When I was much younger and there was a hurricane approaching Houston my friend and I chose to ride out the storm at my parent’s house where we thought we’d be safer, since we both lived in an apartment complex nearby. We brought our laundry over to do while we were there. My mom pulled out Diana’s bra from the dryer and said “Oh look, a Barbie bra.” Everyone shared a big laugh then. Back then I thought it was a bummer that she couldn’t wear certain things because they just weren’t flattering on her less than ample chest. Now that we are both in our late 50’sthings have changed. My friend can still go without a bra and look OK. I, on the other hand, look like I have been a professional wet nurse for the last 30 years. Of course there were more than a few times over the years when they worked to my advantage. I used to be a face painter at the Renaissance Festival and had to dress in a period costume. Wearing a demi bra, the waist cincher and the full skirt I looked voluptuous. (Too bad I can’t dress like that everyday.)  I was single then and made the most of the attention.

I came from a long line of gigantoid bosoms. I remember being rocked by my grandmother when I was little and thinking she was so soft- like pillows. I didn’t realize until I was much older than my grandmother never wore a bra. In the early 70’s my father purchased an evening dress for my mom for a business dinner.

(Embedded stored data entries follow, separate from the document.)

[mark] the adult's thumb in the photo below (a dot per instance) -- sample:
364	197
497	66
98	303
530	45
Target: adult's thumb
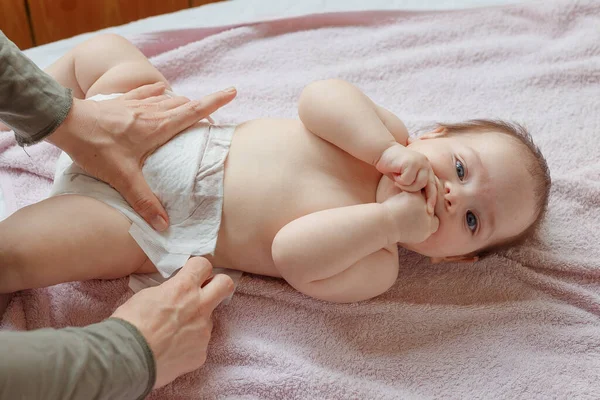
138	194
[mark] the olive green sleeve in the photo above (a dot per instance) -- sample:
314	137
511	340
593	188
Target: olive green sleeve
31	101
108	360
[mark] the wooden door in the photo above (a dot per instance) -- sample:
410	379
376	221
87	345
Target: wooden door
14	22
57	19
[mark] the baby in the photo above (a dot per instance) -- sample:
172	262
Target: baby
322	201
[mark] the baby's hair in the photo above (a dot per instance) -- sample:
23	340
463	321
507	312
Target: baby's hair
536	166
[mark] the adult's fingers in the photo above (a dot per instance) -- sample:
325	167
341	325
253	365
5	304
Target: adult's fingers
172	102
137	193
155	99
217	290
182	117
196	271
145	91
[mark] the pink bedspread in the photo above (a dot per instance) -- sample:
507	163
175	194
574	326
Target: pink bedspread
525	324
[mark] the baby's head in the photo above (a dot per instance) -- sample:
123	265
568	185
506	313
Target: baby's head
493	187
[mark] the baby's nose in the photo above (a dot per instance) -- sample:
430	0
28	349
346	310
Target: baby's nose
450	198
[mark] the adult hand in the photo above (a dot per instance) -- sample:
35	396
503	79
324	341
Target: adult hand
175	317
111	139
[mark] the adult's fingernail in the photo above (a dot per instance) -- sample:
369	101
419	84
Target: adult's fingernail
159	223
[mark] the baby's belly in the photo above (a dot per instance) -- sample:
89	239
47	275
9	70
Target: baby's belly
276	172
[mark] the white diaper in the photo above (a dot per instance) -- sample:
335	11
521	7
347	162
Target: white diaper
186	174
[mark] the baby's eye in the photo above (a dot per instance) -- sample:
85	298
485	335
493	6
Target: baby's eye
471	221
460	170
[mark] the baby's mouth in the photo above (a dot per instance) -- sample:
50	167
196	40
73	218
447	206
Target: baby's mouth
439	204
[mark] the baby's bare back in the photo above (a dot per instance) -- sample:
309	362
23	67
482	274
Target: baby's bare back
276	172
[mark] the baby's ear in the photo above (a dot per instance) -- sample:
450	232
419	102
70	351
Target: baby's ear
458	259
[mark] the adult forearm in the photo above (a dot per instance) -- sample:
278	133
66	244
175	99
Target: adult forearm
31	102
340	113
109	360
323	244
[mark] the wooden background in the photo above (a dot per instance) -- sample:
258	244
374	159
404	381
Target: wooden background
31	23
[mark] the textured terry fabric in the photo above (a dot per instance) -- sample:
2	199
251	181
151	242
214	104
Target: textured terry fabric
524	324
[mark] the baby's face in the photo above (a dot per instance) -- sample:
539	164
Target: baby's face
485	192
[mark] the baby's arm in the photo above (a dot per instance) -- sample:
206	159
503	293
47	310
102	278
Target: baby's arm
342	255
341	114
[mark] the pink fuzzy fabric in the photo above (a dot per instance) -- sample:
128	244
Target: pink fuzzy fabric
524	324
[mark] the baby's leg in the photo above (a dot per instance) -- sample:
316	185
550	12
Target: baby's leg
63	239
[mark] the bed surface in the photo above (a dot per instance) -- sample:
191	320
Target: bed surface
241	11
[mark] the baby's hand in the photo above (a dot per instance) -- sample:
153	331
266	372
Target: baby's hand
410	171
408	218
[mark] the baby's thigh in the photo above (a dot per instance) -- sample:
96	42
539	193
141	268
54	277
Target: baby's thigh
65	238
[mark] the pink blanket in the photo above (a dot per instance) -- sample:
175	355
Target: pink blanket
525	324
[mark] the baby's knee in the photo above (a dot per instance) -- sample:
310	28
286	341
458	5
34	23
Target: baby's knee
10	254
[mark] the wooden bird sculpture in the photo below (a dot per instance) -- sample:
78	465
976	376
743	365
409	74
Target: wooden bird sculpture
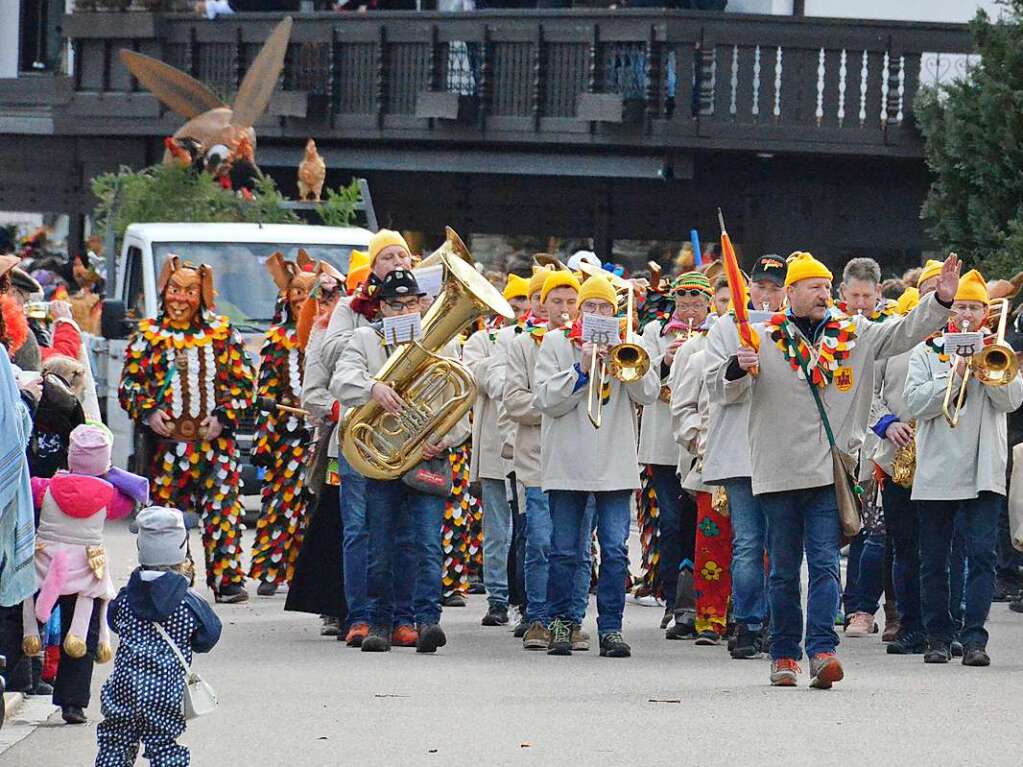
212	124
312	173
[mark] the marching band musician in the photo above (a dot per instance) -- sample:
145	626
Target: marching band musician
658	449
726	463
388	251
488	465
890	422
961	477
810	346
404	524
552	295
579	459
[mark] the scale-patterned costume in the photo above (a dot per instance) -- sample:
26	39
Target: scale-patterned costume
190	374
281	447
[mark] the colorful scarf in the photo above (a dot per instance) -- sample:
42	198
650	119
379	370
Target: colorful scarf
836	344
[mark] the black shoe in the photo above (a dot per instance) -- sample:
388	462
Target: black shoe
561	637
455	599
747	646
907	643
937	651
266	588
974	655
669	615
613	645
496	616
40	689
73	715
230	593
1006	591
377	640
431	637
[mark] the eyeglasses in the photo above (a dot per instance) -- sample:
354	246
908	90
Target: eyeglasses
398	306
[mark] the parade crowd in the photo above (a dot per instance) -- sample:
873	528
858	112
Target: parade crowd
745	423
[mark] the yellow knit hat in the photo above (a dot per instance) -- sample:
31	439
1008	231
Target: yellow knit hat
558	278
598	288
516	287
931	269
972	287
540	274
907	301
386	238
803	266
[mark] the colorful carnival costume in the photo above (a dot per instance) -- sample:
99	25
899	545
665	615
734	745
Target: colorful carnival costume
282	437
187	376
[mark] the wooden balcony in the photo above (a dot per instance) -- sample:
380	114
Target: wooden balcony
622	80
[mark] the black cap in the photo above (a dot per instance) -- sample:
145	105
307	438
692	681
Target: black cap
769	267
399	284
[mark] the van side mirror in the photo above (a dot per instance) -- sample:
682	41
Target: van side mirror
114	320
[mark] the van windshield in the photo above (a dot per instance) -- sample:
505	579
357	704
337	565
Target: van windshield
245	290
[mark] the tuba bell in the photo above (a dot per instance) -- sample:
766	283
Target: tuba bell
437	391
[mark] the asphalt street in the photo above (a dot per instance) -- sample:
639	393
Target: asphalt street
290	696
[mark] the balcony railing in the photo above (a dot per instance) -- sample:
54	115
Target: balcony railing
627	79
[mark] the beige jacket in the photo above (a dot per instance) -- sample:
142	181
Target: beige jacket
690	416
783	407
490	432
575	455
656	442
727	454
364	355
519	354
960	463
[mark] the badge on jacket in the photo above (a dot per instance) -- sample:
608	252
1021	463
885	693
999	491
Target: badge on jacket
844	379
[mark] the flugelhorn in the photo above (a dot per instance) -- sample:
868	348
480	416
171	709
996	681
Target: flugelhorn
437	391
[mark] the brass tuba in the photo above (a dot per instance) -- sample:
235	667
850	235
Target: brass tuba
437	391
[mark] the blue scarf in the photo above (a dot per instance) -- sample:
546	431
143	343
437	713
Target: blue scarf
17	524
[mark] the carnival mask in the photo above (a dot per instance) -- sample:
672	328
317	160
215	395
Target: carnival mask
186	290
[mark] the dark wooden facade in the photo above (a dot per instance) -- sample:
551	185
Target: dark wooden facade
631	124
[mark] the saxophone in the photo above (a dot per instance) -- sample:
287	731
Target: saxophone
904	462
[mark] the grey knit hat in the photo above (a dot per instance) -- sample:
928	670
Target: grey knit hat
162	536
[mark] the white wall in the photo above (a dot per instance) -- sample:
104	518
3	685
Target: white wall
9	13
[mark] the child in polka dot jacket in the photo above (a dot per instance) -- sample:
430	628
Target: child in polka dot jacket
142	700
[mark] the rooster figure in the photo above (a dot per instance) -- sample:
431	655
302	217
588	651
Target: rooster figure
312	173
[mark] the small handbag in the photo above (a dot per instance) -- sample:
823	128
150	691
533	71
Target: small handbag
199	697
432	477
843	466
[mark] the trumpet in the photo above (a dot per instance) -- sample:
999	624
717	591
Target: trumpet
627	361
994	365
665	395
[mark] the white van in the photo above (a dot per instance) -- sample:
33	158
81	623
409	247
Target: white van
246	294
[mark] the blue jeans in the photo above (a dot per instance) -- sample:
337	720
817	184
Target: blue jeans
496	540
749	541
864	575
354	541
405	571
903	531
570	543
978	521
798	521
669	507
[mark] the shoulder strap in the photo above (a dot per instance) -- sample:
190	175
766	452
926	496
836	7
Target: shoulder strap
813	389
174	647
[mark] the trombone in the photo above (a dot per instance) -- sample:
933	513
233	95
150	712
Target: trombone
994	365
628	361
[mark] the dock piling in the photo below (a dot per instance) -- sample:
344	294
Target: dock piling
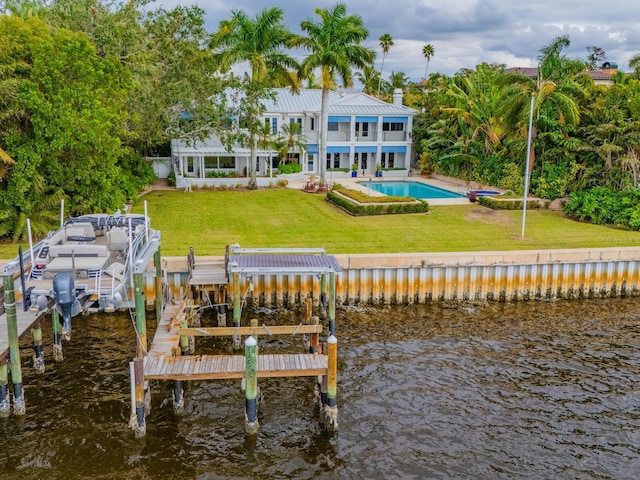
332	303
237	307
251	386
56	328
38	352
157	261
14	345
141	320
330	411
140	426
5	407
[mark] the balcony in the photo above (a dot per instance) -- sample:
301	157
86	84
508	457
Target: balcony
394	136
368	137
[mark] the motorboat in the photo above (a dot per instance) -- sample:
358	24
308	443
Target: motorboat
85	265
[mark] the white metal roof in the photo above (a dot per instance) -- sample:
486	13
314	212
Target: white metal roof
310	101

It had a plunging neckline, to say the least.  Mom tried it on and came out to model it. She filled it out and it looked great. Instantly my dad announced that she could never wear that dress in public.- Strange how that dress was never returned to the store.

It was obvious to me that my fate was sealed early on. (I was the only girl in Brownies with a training bra.) I was even OK with them in my 20’s and 30’s when, although they couldn’t be described as “perky” they still looked great under clothes. I remember coming home from college with a halter top on and no bra. I was admonished by my mom as soon as I entered the house. “Go put a bra on. You’ll regret it if you don’t.”  Who knew? I was 18 and listened to very little my mom told me back then. Of course she was right and that statement has come back to bite me on the backside.  Over time they have slipped, drifted, migrated or dare I use the dreaded “S” word- sagged.

The good news is that I’m married to a great guy who swears he loves my boobs. I guess that should be all that matters. He said there is even a website called “Big Naturals.” He’s encouraged me to look at it saying that they all look like mine. However, I’ve never even been tempted to go there. I watch women on TV who have TB, (tiny boobs), lamenting their fate. If they only knew what I and all the other BB’s (big boobed) deal with every day-bra straps that dig into your shoulders, the chafing in the hot weather, not being able to find a dress that fits in the bust, the underwire that’s popped out and is shish kabobbing you at the exact worst moment of the day. Not to mention the fun you have when you go bra shopping. Size DDD and above can’t even be found in most stores. So, when you do find one somewhere, you practically have to take out a second on your house to pay for it. And you can forget pretty and sexy bras. Most of them look they’ve been made by the Army Corps of Engineers- structure and support you know. On the plus side though I can always get a job posing for National Geographic so I’ll never be unemployed.

So I guess it’s true that you always want what you don’t have.